Monday, August 1, 2022

Kiosk Day 3: Fragments, Humans + Machines

It turns out that as well as being a functioning train station, cafe, and stage, STANICA Cultural Centre also converts into a handy club. So after quite a lot of rain and some great spinning from DJ Laura Plis, it was hard to pick myself out of my flooded tent, complete with improvised fly and sticks as pegs, and switch on to the offerings of Day 3. No regrets. However, I confess that the shows of Day 3 are seen through something of a haze, not all of it from the fog-machines on stage.

C R ASH 

The first show of the day plunges us immediately back into darkness, offering glimpses and snapshots, elusive and half-lit traces. Smoke further obscures our view, and the top- and side- lit performers (Jazmína Piktorová and Tereza Kmotorková) propose a range of gestures and tableaus, perhaps hinting at fragments of a relationship (or several relationships) through time.  The scattered soundtrack (Jakub Mudrák) further splinters the stage into a ever-dividing room of pieces and half-pieces, performers perhaps struggling against a fading memory. Eventually, the movement (co-ordination by Daniel Raček) is drawn out into a type of crime scene, or a dependent relationship trying to struggle through snow, and the soundtrack dissolves into the pure noise of a blizzard.
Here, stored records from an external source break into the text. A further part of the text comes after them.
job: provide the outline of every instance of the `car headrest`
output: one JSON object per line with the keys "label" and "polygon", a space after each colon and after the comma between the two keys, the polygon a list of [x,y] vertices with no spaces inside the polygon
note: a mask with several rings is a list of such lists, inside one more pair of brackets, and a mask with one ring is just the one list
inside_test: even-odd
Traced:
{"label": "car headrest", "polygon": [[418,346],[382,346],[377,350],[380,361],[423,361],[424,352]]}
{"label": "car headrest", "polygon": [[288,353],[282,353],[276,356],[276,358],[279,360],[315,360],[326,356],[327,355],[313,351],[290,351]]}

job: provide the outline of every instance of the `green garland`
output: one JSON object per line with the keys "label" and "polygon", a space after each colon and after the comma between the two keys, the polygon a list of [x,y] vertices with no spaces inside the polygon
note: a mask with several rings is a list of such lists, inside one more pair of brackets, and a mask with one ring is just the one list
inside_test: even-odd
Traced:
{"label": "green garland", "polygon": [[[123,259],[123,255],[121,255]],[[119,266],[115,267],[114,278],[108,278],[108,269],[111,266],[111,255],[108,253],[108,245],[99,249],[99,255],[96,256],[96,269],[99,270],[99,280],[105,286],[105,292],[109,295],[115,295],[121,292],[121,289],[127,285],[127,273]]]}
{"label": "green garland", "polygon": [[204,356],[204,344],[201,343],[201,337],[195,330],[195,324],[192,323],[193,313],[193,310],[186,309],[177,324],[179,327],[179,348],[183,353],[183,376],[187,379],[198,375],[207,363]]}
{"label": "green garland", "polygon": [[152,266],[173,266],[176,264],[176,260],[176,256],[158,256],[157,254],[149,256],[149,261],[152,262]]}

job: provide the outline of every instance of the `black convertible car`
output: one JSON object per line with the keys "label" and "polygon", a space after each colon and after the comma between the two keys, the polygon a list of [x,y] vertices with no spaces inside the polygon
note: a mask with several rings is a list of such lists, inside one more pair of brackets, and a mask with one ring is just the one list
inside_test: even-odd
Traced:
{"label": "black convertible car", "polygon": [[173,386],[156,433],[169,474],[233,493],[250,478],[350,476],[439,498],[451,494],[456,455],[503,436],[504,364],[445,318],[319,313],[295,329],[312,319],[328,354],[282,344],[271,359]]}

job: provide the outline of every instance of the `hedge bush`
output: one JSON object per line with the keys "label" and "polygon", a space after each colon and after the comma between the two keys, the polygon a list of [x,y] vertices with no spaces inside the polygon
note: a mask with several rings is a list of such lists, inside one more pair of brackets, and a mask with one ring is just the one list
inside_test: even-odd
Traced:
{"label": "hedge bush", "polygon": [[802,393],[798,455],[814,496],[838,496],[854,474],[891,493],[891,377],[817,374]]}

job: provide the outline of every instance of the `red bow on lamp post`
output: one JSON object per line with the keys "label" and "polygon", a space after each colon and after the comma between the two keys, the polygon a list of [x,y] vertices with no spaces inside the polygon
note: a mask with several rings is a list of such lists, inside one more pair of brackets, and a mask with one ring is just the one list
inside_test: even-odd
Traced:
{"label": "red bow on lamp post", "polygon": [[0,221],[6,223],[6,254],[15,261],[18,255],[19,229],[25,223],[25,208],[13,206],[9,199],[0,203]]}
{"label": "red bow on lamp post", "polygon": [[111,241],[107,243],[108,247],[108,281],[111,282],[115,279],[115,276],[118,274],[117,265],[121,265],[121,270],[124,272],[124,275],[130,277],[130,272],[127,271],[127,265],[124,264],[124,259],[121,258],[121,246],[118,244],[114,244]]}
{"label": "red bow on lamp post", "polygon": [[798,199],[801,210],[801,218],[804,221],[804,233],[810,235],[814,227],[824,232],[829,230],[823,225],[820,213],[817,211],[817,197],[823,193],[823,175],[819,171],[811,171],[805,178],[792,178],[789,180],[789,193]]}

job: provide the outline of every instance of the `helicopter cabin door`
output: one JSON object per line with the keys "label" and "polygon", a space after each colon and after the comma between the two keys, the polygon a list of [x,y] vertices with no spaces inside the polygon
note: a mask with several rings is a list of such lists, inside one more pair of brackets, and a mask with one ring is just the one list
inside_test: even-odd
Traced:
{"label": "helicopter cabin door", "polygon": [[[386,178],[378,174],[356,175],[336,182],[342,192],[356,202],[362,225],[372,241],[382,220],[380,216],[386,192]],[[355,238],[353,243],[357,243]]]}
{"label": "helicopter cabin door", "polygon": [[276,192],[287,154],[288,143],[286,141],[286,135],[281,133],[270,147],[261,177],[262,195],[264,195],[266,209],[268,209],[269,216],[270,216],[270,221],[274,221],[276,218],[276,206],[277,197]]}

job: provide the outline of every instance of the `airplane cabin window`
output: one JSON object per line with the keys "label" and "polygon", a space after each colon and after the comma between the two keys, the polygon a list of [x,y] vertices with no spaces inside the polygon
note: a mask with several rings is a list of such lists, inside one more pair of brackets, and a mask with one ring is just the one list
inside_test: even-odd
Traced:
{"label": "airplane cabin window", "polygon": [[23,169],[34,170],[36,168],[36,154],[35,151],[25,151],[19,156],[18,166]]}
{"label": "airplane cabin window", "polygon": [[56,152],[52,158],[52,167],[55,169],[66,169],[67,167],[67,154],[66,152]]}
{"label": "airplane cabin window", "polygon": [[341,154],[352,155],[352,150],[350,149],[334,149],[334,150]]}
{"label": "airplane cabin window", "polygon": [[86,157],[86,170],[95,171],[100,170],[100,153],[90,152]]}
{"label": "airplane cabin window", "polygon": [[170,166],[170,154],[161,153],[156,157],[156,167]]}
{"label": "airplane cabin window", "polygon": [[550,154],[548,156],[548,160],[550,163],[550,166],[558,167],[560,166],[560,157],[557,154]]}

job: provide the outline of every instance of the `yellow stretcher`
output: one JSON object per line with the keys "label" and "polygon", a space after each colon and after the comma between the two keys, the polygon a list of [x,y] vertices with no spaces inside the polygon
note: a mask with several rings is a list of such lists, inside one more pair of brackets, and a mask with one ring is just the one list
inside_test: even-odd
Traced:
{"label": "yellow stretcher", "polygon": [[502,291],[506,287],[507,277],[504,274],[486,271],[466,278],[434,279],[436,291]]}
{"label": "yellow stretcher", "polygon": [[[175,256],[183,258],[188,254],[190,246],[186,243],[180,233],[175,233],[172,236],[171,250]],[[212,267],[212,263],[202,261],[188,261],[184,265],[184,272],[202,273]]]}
C R ASH is an interesting experiment in the stagecraft atmospherics from Bratislava-based director Martin Hodoň, created together with the performers Kmotoroková and Piktorova. The movement is very much through emotional terrain, perhaps one or a series of relationships, as the description states, running the gamut of "love, pretense, defiance, illusion, violence, abandonment, forgiveness" and incorporating "family, partnership, and friendship" (so: most relationships then). There is a desperation about the work, as though it is urgently trying to show us something, which sits together with its visual focus, and creates a stage that - whilst seeming relatively defined - is also exceptionally busy with emotionality. It's a story mainly told through lighting, with a star of the show undoubtedly Lukáš Kubičina's lighting design, which jumps and slides through elusive illusions and shadows, pools and floods.
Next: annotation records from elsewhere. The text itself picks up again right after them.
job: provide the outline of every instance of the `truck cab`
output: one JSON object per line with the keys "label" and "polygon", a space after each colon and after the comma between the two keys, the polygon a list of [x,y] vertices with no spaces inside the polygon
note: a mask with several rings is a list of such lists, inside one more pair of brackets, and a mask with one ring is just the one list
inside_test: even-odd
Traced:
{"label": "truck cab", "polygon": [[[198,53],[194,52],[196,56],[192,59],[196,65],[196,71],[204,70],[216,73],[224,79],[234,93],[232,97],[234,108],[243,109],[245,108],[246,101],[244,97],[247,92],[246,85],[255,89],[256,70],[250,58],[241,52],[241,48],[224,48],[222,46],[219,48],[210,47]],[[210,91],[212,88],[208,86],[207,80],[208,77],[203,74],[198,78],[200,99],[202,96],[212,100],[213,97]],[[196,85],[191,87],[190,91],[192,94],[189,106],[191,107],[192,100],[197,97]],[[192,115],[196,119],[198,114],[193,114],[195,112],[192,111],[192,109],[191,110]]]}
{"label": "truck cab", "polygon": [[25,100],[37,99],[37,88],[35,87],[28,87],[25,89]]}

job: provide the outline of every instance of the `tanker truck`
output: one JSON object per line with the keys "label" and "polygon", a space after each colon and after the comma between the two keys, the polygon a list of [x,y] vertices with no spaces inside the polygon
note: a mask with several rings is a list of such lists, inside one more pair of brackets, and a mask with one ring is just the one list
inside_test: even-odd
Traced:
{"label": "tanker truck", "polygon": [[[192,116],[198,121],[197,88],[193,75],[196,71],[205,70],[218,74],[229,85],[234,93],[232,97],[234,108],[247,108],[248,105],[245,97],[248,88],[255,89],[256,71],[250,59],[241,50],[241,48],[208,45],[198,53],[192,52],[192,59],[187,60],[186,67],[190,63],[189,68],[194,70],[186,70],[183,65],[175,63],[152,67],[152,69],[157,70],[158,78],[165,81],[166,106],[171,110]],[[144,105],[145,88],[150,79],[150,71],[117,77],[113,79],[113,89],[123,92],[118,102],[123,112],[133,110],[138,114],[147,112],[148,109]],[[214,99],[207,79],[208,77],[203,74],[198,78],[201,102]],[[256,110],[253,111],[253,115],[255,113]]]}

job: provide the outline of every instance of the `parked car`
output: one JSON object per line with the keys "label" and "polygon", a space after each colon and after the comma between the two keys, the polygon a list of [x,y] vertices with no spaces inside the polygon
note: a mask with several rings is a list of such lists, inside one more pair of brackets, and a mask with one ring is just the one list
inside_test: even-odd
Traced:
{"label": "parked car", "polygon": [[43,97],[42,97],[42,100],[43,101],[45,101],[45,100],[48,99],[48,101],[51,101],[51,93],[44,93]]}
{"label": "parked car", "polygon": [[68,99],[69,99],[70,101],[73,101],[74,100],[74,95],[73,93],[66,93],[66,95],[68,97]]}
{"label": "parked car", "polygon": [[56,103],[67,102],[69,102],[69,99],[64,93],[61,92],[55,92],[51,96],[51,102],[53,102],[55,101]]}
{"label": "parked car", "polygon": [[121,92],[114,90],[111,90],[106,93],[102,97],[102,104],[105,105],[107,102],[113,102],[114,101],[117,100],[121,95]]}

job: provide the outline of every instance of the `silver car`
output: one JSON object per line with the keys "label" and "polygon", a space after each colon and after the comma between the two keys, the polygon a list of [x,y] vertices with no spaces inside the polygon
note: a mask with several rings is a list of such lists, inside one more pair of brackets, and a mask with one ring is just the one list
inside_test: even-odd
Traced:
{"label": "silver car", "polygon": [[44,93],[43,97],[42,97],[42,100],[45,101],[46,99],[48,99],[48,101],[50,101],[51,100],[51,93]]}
Photo: Banskej Bystrice, Marcela Záchenská

Such relational stage work relies heavily on the emotional quality of its connections and distances, and a sense of precision and control over the tools of the stage. For me, C R ASH doesn't quite nail it's collision of form and content. It doesn't quite control the emotional runaway train. But it comes close at times. To be fair, it's probably a show better suited to a late-night time, and the capacity of STANICA's S1 studio probably limits the intensity that can be achieved in realising the performance. But with such an abstract point of focus, the show really lives or dies on complete commitment and 100% execution - without this, it falls flat. There is an interesting conversation about whether this type of theatre should even exist - whether such a goal of precision and aesthetic aspiration is worthwhile, or whether it removes some of the wondrous and all-too-human ambiguities of stage. Nevertheless, C R ASH is far from an untidy 35 minutes in the theatre.